ByNathan Jeffay, Nathan Jeffay

Opinion

Separation not co-operation is peace aim now

After Oslo, we longed to be good neighbours; today, it’s a question of turning our backs

May 6, 2010 10:32
2 min read

An Israeli television crew got a shock recently on a visit to the Palestinian city of Ramallah. For it seems that the "moderate" Palestinian Authority, upon which the world has pinned hopes for peace, has paid tribute to a terrorist. A brand new road-sign informed the TV crew that they were standing on Yahya Ayyash Street, named in honour of one of Hamas's most notorious bomb-makers. Ayyash, who was assassinated by Israel in 1996, also helped to direct suicide attacks that killed dozens of Israelis.

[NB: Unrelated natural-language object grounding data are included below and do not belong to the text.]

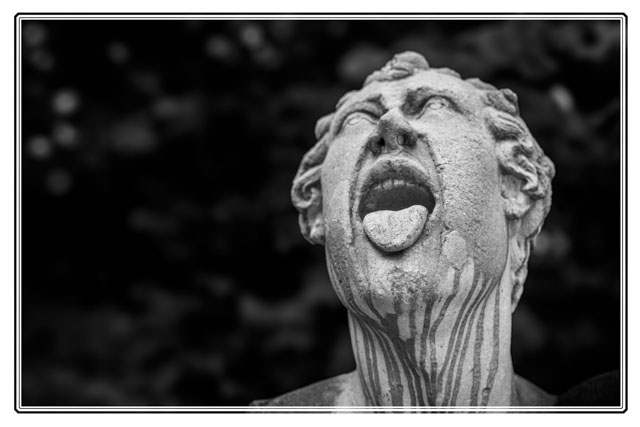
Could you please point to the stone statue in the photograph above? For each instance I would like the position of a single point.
(428, 192)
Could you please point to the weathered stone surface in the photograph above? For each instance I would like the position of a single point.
(393, 231)
(428, 192)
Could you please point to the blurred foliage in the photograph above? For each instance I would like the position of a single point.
(162, 262)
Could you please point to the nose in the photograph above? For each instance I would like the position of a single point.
(393, 134)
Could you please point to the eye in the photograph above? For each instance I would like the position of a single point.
(436, 103)
(359, 117)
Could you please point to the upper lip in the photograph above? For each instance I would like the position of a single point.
(397, 174)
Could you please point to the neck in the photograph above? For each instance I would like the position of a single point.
(456, 352)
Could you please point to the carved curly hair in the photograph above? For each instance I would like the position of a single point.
(526, 171)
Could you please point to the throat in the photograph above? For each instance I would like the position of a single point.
(456, 354)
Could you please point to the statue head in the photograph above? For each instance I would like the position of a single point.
(417, 177)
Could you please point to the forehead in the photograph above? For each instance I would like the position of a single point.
(393, 93)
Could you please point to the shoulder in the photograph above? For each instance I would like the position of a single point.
(601, 390)
(329, 392)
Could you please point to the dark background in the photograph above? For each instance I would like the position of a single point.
(162, 261)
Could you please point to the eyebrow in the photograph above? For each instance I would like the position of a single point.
(413, 98)
(375, 102)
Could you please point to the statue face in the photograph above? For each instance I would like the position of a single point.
(412, 195)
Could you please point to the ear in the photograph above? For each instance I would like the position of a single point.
(525, 216)
(311, 219)
(306, 195)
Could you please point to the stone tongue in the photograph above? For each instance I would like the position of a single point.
(393, 231)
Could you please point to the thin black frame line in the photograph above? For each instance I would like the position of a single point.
(624, 26)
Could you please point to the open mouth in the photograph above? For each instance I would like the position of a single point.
(395, 204)
(395, 190)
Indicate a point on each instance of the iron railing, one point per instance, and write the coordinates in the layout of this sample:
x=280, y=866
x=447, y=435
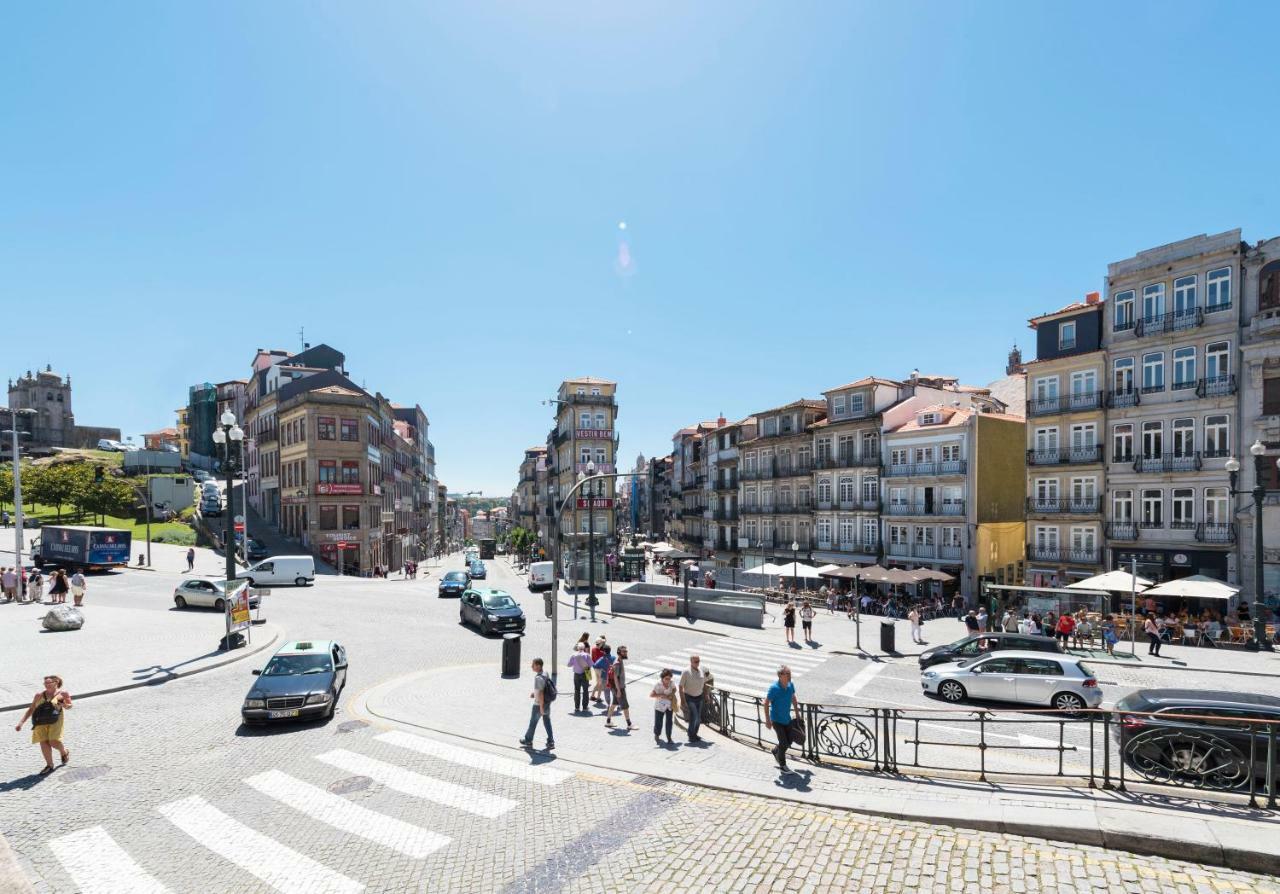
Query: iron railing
x=1101, y=748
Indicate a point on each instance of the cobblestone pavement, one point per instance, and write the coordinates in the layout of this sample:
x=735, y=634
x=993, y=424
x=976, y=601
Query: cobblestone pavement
x=167, y=792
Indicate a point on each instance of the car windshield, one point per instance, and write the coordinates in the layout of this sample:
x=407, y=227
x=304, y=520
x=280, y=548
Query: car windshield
x=293, y=665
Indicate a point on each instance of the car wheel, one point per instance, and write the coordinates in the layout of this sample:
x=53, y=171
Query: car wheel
x=1069, y=702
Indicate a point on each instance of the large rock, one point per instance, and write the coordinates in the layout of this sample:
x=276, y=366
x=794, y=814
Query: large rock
x=64, y=617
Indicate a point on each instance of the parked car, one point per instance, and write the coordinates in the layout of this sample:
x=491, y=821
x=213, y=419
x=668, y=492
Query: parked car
x=297, y=570
x=1208, y=746
x=301, y=680
x=972, y=647
x=455, y=583
x=205, y=593
x=1027, y=678
x=492, y=611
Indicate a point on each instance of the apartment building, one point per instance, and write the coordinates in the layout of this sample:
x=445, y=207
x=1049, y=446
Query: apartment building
x=1173, y=346
x=585, y=433
x=1065, y=429
x=954, y=482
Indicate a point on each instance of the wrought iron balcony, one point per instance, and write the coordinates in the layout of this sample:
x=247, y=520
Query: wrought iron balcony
x=1178, y=320
x=1162, y=463
x=1056, y=553
x=1216, y=386
x=1047, y=406
x=1215, y=533
x=1059, y=456
x=1078, y=505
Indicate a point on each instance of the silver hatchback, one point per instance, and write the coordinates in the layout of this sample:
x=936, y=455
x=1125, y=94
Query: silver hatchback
x=1028, y=678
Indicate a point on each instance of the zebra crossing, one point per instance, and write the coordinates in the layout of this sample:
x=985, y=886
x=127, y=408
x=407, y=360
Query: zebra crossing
x=97, y=863
x=736, y=664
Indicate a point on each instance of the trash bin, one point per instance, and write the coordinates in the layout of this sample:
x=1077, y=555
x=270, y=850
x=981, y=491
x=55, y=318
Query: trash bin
x=511, y=655
x=887, y=629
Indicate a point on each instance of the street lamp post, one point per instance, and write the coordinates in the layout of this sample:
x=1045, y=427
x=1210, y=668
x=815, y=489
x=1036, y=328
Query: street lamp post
x=228, y=434
x=1260, y=495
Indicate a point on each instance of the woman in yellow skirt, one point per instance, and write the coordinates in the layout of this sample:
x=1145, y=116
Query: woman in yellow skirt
x=48, y=710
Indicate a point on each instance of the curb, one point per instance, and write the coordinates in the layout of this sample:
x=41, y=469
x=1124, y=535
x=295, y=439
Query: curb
x=1096, y=835
x=161, y=680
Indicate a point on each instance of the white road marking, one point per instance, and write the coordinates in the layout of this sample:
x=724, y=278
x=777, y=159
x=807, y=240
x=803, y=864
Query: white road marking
x=97, y=865
x=860, y=679
x=419, y=785
x=467, y=757
x=343, y=815
x=280, y=867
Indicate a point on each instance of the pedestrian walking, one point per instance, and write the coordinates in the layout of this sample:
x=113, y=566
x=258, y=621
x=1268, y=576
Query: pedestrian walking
x=58, y=587
x=580, y=662
x=914, y=617
x=77, y=583
x=618, y=675
x=1152, y=632
x=693, y=689
x=807, y=621
x=543, y=696
x=663, y=694
x=777, y=715
x=46, y=712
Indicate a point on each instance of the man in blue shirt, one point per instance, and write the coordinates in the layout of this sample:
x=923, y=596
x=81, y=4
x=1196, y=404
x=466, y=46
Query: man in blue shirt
x=777, y=714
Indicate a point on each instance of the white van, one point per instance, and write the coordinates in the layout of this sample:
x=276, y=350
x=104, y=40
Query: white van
x=297, y=570
x=542, y=575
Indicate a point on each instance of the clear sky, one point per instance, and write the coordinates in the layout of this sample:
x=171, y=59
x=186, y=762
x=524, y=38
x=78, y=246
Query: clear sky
x=812, y=192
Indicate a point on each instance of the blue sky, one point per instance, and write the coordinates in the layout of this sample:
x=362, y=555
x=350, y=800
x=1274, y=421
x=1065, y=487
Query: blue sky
x=812, y=192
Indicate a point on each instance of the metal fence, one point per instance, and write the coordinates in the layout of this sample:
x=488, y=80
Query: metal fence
x=1106, y=749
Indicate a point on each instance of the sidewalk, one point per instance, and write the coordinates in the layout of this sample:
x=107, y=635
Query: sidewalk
x=474, y=702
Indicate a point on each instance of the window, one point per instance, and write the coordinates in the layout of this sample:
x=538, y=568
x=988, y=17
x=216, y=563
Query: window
x=1066, y=336
x=1152, y=372
x=1216, y=441
x=1152, y=509
x=1121, y=375
x=1184, y=368
x=1152, y=439
x=1123, y=302
x=1217, y=364
x=1153, y=301
x=1184, y=296
x=1182, y=507
x=1121, y=506
x=1217, y=290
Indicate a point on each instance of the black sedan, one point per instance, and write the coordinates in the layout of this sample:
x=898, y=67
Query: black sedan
x=1197, y=738
x=492, y=611
x=301, y=682
x=455, y=583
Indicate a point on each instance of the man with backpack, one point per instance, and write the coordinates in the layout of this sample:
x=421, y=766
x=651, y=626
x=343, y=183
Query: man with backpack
x=543, y=694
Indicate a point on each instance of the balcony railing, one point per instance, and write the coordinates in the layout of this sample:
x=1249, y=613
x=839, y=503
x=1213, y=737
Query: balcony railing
x=1215, y=533
x=1178, y=320
x=1047, y=406
x=1056, y=553
x=1168, y=463
x=1059, y=456
x=922, y=509
x=1216, y=386
x=1078, y=505
x=1121, y=530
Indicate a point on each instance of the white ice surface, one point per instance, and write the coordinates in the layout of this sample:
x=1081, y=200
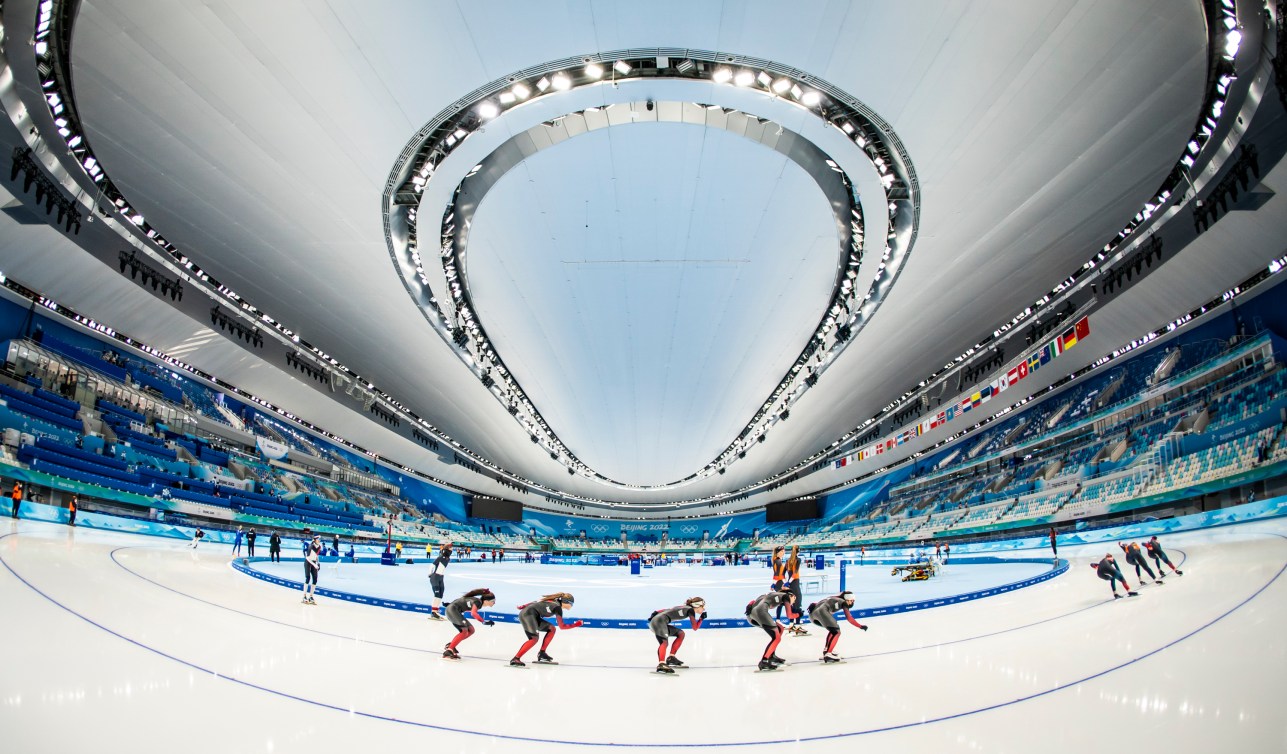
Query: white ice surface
x=610, y=592
x=120, y=642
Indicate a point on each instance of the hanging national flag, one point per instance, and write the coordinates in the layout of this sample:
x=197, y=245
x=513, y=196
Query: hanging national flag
x=1070, y=339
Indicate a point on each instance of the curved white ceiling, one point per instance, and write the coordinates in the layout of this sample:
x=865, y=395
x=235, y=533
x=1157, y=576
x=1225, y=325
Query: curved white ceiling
x=258, y=137
x=649, y=285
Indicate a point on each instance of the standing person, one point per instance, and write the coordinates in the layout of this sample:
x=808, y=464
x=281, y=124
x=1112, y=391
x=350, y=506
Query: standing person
x=312, y=566
x=695, y=610
x=1107, y=570
x=470, y=601
x=758, y=615
x=533, y=616
x=793, y=583
x=779, y=564
x=1135, y=557
x=823, y=613
x=1158, y=555
x=436, y=575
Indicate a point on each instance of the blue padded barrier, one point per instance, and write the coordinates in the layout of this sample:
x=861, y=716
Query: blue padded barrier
x=44, y=443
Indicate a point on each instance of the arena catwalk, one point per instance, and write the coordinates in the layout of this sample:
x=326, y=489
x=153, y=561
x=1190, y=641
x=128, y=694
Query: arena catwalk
x=137, y=641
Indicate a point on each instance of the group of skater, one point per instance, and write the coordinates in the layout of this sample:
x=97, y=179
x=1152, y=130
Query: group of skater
x=546, y=616
x=543, y=616
x=1108, y=570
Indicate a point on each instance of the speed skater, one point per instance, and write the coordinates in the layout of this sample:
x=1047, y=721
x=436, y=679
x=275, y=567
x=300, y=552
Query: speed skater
x=470, y=601
x=758, y=614
x=533, y=616
x=823, y=613
x=662, y=625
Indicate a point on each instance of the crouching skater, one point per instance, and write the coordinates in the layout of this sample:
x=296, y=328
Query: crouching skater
x=663, y=628
x=533, y=616
x=823, y=614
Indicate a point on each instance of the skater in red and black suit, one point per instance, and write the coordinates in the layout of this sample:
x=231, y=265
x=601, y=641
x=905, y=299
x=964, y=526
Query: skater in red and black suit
x=758, y=614
x=467, y=602
x=823, y=614
x=533, y=616
x=1135, y=557
x=1107, y=570
x=1158, y=555
x=662, y=627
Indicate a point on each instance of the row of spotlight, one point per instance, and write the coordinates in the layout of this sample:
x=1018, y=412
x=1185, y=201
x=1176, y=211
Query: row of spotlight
x=593, y=71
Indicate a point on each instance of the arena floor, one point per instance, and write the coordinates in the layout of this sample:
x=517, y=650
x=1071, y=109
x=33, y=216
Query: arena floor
x=613, y=593
x=133, y=642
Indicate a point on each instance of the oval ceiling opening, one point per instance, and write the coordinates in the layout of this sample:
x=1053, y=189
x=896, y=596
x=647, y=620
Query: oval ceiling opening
x=649, y=285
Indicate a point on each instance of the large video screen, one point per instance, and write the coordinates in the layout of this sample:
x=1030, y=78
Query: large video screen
x=496, y=508
x=797, y=510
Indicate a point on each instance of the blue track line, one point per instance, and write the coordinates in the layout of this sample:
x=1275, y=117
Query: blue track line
x=648, y=745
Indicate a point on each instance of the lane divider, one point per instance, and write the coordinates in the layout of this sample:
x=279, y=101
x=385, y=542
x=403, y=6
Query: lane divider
x=243, y=566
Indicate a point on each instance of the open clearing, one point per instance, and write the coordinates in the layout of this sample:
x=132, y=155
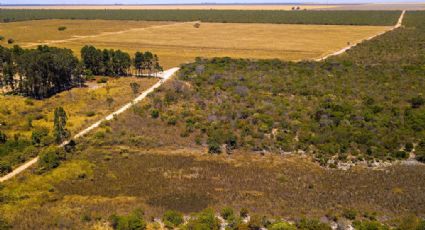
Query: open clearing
x=171, y=7
x=177, y=43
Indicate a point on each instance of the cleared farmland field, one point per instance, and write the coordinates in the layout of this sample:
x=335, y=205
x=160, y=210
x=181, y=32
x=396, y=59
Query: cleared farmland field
x=182, y=6
x=381, y=18
x=177, y=43
x=46, y=30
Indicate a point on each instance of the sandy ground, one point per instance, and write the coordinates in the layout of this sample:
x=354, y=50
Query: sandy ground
x=170, y=7
x=163, y=78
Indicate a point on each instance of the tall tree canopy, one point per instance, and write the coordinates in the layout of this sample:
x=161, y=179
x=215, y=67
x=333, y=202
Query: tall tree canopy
x=40, y=72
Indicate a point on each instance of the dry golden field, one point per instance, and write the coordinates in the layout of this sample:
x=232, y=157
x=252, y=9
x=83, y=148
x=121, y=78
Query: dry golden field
x=83, y=105
x=181, y=7
x=177, y=43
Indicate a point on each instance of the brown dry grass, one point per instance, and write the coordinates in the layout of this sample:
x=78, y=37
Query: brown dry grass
x=180, y=42
x=121, y=180
x=170, y=7
x=47, y=30
x=78, y=102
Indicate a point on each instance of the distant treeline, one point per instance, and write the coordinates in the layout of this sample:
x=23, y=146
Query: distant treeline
x=45, y=71
x=365, y=105
x=236, y=16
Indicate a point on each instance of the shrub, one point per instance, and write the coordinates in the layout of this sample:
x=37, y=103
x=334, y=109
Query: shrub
x=417, y=102
x=5, y=167
x=90, y=113
x=133, y=221
x=255, y=223
x=243, y=213
x=369, y=225
x=227, y=213
x=420, y=151
x=400, y=155
x=102, y=80
x=172, y=218
x=3, y=137
x=349, y=214
x=204, y=220
x=408, y=147
x=154, y=113
x=282, y=226
x=306, y=224
x=50, y=158
x=38, y=135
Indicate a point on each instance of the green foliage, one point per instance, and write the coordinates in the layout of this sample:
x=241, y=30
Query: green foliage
x=59, y=129
x=349, y=214
x=135, y=88
x=369, y=225
x=348, y=108
x=5, y=167
x=154, y=113
x=3, y=137
x=243, y=212
x=39, y=136
x=4, y=225
x=227, y=213
x=307, y=224
x=172, y=218
x=281, y=225
x=146, y=62
x=242, y=16
x=204, y=220
x=411, y=222
x=417, y=102
x=42, y=72
x=50, y=158
x=133, y=221
x=420, y=151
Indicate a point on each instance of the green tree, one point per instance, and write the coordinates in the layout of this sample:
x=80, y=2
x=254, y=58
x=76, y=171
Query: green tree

Ramallah is the PA's administrative capital. The street in question is used by numerous top PA officials every day - it is alongside the office of Prime Minister Salam Fayyad and the building site for the new presidential compound. So this is hardly a hidden or unapproved move.

America tried this week to restart negotiations, which is certainly good news in this troubled region. But whatever is decided in talks on borders and the like, the messages the respective authorities send to their people about the other side are vitally important. During the Oslo peace process of the 1990s, there was an almost utopian sense on both sides that attitudes towards the other could change to such an extent that feelings of enmity could be transformed into friendship. The peace process, it was hoped - indeed, even expected - would bring forth an era of mutually advantageous coexistence.

Today, the vision is very different - from both sides. The two-state solution is no longer viewed as a prelude to marriage but as a route to divorce. A "quickie" divorce at that, based on a perceived urgent need for the two sides to go their separate ways in fear of what could happen otherwise.